También Pierre se acercó a la iglesia donde estaba el objeto de tales exclamaciones, y vio confusamente algo apoyado en el muro. Por las palabras de sus compañeros, que veían mejor que él, comprendió que se trataba de un cadáver puesto de pie cuyo rostro estaba tiznado con hollín.
—Marchez, sacré nom!... Filez... trente mille diables!... 602— vociferaron coléricos los convoyes franceses y, a bastonazos, dispersaron el grupo de prisioneros que miraba al hombre muerto.
XIV
Por las callejuelas de Jámovniki, los prisioneros avanzaron solos con sus guardianes y detrás venían los furgones y carros que les pertenecían. Pero al acercarse a los almacenes de intendencia se encontraron en medio de una gran columna de artillería que avanzaba con dificultad y entremezclada con vehículos de particulares.
A la entrada del puente se detuvieron todos, esperando que abrieran paso los que iban delante. Los prisioneros veían, lo mismo delante de ellos que detrás, hileras interminables de otros convoyes. A la derecha, en el sitio donde el camino de Kaluga tuerce a lo largo de Neskuchni para perderse en la lejanía, se alineaban incontables filas de soldados y carros. Eran las fuerzas del cuerpo de Beau-harnais, que habían salido en primer lugar. Detrás, a lo largo de la orilla del río y sobre el puente Kámmeni, avanzaban las tropas y los convoyes del mariscal Ney.
Las tropas de Davout, entre las cuales iban los prisioneros, pasaron Krimski-Brod, se detuvieron y volvieron a avanzar: por todas partes se iban acumulando cada vez más carruajes y hombres. Después de emplear más de una hora en recorrer los pocos centenares de pasos que separaban el puente de la calle de Kaluga, cuando llegaron a la plaza donde la calle Zamoskvorétskaia se junta con Kalúzhskaia, los prisioneros, apretujados, tuvieron que detenerse y permanecer así algunas horas. Por todas partes se oía el estrépito confuso y continuo, parecido al oleaje del mar, en que se mezclaban el chirriar de ruedas, el pataleo de caballos y los incesantes gritos y juramentos de los hombres. Pierre, apretado contra el muro de una casa quemada, escuchaba aquel estruendo, confundido en su imaginación con el redoble de los tambores.
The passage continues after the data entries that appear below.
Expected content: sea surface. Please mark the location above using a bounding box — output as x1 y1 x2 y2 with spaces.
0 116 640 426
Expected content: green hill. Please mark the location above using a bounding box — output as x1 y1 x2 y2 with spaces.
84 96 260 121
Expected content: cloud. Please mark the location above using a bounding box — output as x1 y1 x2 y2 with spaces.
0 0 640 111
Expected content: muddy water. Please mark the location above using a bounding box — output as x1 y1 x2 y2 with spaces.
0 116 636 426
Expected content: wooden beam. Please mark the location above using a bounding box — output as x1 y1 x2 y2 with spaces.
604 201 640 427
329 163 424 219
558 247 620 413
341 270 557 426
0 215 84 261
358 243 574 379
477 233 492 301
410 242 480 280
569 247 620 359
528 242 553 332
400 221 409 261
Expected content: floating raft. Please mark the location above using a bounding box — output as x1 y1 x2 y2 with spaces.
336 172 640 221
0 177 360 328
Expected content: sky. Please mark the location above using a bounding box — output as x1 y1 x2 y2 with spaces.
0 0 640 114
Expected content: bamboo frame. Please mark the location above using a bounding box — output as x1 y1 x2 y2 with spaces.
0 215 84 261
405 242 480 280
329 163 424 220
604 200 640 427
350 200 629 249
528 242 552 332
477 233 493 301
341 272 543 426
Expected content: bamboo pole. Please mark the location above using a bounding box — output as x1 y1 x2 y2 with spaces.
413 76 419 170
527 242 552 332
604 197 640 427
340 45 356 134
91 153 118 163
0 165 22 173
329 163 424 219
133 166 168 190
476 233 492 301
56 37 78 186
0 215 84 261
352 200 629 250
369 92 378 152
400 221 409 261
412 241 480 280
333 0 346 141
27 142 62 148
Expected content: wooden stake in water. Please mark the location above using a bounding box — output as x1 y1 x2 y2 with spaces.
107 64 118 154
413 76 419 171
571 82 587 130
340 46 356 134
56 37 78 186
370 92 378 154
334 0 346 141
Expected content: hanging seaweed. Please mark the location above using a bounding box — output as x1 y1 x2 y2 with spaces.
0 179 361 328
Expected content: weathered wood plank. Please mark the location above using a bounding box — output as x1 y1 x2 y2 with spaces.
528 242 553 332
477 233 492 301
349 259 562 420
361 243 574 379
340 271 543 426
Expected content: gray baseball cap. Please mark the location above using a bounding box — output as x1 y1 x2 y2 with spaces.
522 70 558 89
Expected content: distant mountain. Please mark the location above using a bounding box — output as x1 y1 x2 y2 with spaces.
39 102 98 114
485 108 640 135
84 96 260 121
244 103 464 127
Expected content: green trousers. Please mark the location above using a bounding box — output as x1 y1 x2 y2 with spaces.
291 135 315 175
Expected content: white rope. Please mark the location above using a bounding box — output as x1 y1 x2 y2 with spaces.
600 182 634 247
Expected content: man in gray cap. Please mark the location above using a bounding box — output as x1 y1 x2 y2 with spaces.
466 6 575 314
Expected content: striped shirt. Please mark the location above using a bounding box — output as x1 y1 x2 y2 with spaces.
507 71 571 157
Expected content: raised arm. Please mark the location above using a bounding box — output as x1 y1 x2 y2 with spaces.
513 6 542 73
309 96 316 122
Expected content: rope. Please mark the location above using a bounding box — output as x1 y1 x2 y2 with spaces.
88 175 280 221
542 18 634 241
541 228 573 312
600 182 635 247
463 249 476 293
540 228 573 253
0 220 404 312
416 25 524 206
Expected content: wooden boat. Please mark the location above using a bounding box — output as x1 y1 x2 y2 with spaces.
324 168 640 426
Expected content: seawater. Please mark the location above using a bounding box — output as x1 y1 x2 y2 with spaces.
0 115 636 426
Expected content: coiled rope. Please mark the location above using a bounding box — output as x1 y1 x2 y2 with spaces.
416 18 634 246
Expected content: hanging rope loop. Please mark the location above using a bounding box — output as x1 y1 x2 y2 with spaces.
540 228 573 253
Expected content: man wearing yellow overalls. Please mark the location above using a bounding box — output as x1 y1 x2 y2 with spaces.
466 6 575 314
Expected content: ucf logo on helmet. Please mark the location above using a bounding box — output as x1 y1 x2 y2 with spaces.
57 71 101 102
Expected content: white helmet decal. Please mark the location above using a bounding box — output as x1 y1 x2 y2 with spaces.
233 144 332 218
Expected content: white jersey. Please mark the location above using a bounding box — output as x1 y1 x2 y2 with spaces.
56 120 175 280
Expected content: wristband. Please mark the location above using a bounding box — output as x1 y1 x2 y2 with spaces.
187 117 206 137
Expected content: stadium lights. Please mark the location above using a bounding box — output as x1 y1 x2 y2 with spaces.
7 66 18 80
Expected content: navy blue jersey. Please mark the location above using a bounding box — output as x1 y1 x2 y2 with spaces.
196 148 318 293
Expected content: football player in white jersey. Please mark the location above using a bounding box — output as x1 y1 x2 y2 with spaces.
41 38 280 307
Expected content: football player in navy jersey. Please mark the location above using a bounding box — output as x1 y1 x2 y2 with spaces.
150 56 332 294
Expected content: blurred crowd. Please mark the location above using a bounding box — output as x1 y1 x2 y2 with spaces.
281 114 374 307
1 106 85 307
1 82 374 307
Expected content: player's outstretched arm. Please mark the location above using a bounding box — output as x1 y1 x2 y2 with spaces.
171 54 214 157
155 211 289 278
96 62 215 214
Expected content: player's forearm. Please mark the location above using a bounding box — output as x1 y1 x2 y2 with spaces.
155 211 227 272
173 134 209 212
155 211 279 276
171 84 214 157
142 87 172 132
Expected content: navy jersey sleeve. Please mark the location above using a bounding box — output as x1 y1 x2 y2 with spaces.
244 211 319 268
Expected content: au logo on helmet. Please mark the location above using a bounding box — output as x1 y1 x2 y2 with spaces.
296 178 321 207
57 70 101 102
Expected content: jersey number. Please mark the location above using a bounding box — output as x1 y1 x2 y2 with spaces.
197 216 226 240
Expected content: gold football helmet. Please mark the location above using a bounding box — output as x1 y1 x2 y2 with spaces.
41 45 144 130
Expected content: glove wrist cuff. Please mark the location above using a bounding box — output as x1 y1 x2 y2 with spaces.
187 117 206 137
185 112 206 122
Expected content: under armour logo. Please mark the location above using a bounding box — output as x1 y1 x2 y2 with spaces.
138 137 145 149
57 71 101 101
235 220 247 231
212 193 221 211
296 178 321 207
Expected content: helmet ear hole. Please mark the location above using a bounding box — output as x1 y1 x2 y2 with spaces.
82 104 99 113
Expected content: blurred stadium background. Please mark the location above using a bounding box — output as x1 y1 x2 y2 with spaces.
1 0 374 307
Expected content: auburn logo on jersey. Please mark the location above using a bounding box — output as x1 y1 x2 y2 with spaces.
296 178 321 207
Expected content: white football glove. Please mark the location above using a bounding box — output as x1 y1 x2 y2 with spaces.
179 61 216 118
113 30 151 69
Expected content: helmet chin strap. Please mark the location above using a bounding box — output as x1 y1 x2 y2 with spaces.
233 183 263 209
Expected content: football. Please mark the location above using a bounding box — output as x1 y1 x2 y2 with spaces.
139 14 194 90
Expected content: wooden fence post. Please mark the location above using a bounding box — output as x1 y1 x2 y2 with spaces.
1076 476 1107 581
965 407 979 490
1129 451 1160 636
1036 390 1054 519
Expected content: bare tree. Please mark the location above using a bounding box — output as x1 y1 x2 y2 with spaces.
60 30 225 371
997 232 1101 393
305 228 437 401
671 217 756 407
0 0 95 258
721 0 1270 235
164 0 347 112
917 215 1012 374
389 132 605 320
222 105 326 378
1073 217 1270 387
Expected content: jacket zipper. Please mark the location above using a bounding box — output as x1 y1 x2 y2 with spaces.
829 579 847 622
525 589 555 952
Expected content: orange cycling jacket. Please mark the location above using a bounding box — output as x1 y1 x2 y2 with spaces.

Algunos oficiales prisioneros, para ver mejor, subieron al muro de la casa junto a la cual se hallaba Pierre.
—¡Cuánta gente! ¡Cuánta gente!... ¡Hasta encima de los cañones!— decían. —Fíjate, llevan pieles... ¡Canallas! Lo han robado todo... Mira, mira a ese que viene detrás, en el carro... Trae unos iconos, seguro. Deben de ser alemanes. Y nuestro mujik no le va a la zaga. ¡Qué canallas! Han cargado tanto que apenas pueden avanzar. Llevan hasta un cabriolé. ¡Y aquel que va sentado en los baúles! ¡Dios mío! ¡Se están peleando!...
—¡Dale en los hocicos, en los hocicos! A este paso vamos a estar aquí todo el día. ¡Mirad, mirad! Seguramente es del mismo Napoleón... ¡Vaya caballos! Llevan blasón y corona. Es como una verdadera casa sobre ruedas. Se le ha caído un saco y no se dan cuenta. Otra vez vuelven a pelearse... Ahí va una mujer con un niño... y no es fea. Cómo no, a ti te van a dejar pasar. Mira, no se ve el fin... Son chicas rusas... os lo juro: muchachas rusas... Fijaos qué tranquilamente van en los coches.
De nuevo, lo mismo que en la iglesia de Jámovniki, una oleada de curiosidad general empujó a todos los prisioneros hacia el camino. Pierre, gracias a su estatura, pudo ver por encima de todas las cabezas lo que atraía la curiosidad de los prisioneros: en tres coches, en medio de baúles, iban, muy apretadas unas contra otras, algunas mujeres engalanadas, pintadas y vestidas de colorines, que gritaban con voz chillona.
Desde que Pierre sintió de nuevo la presencia de la fuerza misteriosa, ya nada le parecía extraño ni terrible: ni el cadáver con el rostro tiznado de hollín, ni aquellas mujeres que se apresuraban a ir sin saber dónde, ni el aspecto de Moscú incendiado. Todo cuanto ahora veía no le producía impresión alguna; se habría dicho que su alma, preparándose para una lucha difícil, rechazaba cualquier sensación que pudiera debilitarla.
Pasaron los coches de las mujeres. Detrás, de nuevo, otros carros y filas de soldados; de nuevo furgones y soldados, carrozas, baúles y otra vez soldados. De vez en cuando aparecían algunas mujeres.